Monas Bukan Tempat Gantung Anas

Gambar

Tentunya masih teringat beberapa waktu yang lalu ketika Anas Urbaningrum dengan lantangnya mengatakan, “Satu rupiah saja Anas korupsi Hambalang, gantung Anas di Monas!”. Pernyataan itu pun sontak menarik perhatian. Semua seolah memiliki hak untuk berkomentar dan memberikan tanggapan. Monas dan Anas naik ke permukaan berita.

Saat ini Anas telah ditahan dan kasus terus bergulir, namun biarkan Monas tetap pada fungsinya. Monas bukan tempat untuk gantung Anas atau gantung siapapun. Monas bukan tempat untuk eksekusi hukuman bagi siapapun. Monas harus tetap pada fungsi dan peruntukannya sebagai ruang terbuka hijau sekaligus  sebagai ruang publik. Ruang yang semakin hari terasa semakin sulit ditemui.

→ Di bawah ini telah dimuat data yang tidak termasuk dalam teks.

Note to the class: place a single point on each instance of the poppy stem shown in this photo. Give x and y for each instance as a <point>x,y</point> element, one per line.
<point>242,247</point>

Tidak usah heran, berdasarkan data yang ada, saat ini Jakarta hanya memiliki ruang terbuka hijau seluas 9,8% dari total luas Jakarta. Untuk mencapai besaran 16 % seperti yang diamanatkan dalam Rencana Detail Tata Ruang (RDTR) DKI Jakarta, masih diperlukan tambahan 6 %  ruang terbuka hijau. Jakarta masih memerlukan upaya yang sangat keras untuk menggapai angka tersebut. Sebagai gambaran, dengan total luas wilayah DKI Jakarta 661,52 km2, setiap tambahan 1% RTH, dibutuhkan lahan seluas 6,6 km2. Bahkan jika mengikuti aturan yang tercantum dalam UU No. 26 Tahun 2007 tentang Penataan Ruang, seharusnya ruang terbuka hijau yang disediakan 30 %, yang terdiri dari 20 % RTH publik dan  10 % RTH privat. Artinya, PR Jakarta masih jauh lebih berat lagi. Jakarta harus berupaya untuk menyediakan ruang terbuka hijau yang lebih luas lagi.

Gambar

Gambar

Sabtu pagi yang lalu, menyempatkan diri untuk berolah raga, sekedar joging di seputar Monas. Jakarta sedang dalam cuaca yang sangat cerah. Lalu lintas di Sabtu pagi belum terlalu menggeliat. Mungkin warga Jakarta sebagian masih terlelap dalam tidurnya, menyambut libur panjang akhir pekan.

Gambar

Memasuki pelataran Kawasan Monas, langsung dihadapkan pada kenyataan yang membuat miris. Fungsi Monas sebagai ruang terbuka hijau dan sebagai ruang publik seolah telah memiliki interpretasi yang salah kaprah. Mata seolah dihadapkan pada kenyataan, bahwa pelataran Monas telah benar-benar difungsikan sebagai “ruang publik” dalam arti yang keliru. Pelataran sekitar Monas seakan menjadi ruang bagi siapapun warga/publik yang ingin turut hidup dan meneruskan kehidupannya di sana. Beberapa keluarga terlihat berkegiatan dan tidur di sana. Di sini lah salah kaprahnya. Ruang publik bukan berarti dapat dimiliki/dikuasai seenaknya oleh publik. Kalau begini, sudah berganti fungsi menjadi ruang privat bagi sebagian orang yang tidur dan tinggal di sana. Entah siapa yang patut disalahkan. Mungkin mereka tidak memiliki pilihan yang lebih baik.

Gambar

Tidak terlalu jauh dari sana, masih di seputaran Monas, perasaan miris semakin menjadi. Di pagi yang cerah itu, mata kembali dibuat tidak nyaman dengan pemandangan yang terpampang. Lebih dari sepuluh taksi tampak terparkir tak beraturan di area luar Monas. Yang lebih menyedihkan, sampah teronggok di mana-mana. Tersebar seolah menjadi penghias jalanan. Inilah Kota Jakarta, sebuah Kota Metropolitan yang masih berbudaya kampung.

Gambar

Gambar

Tidak berhenti di sana, aneka pedagang kaki lima dengan jumlah yang cukup banyak terus merangsek ke jalan. Sudah mulai mengokupasi badan jalan. Saat ini mungkin tidak terlalu mengganggu. Tapi, saya yakin, bila terus dilakukan pembiaran, akan mendatangkan permasalahan yang lebih besar di kemudian hari. Siapa yang akan bertanggung jawab?

Gambar

Ah sudahlah, tidak usah terlalu larut. Ini saatnya untuk menikmati indahnya sore. Saatnya untuk mengerjakan berbagai hal lainnya. Jangan sampai aneka pemandangan tersebut merusak hari.  Selamat sore… Salam. (Del).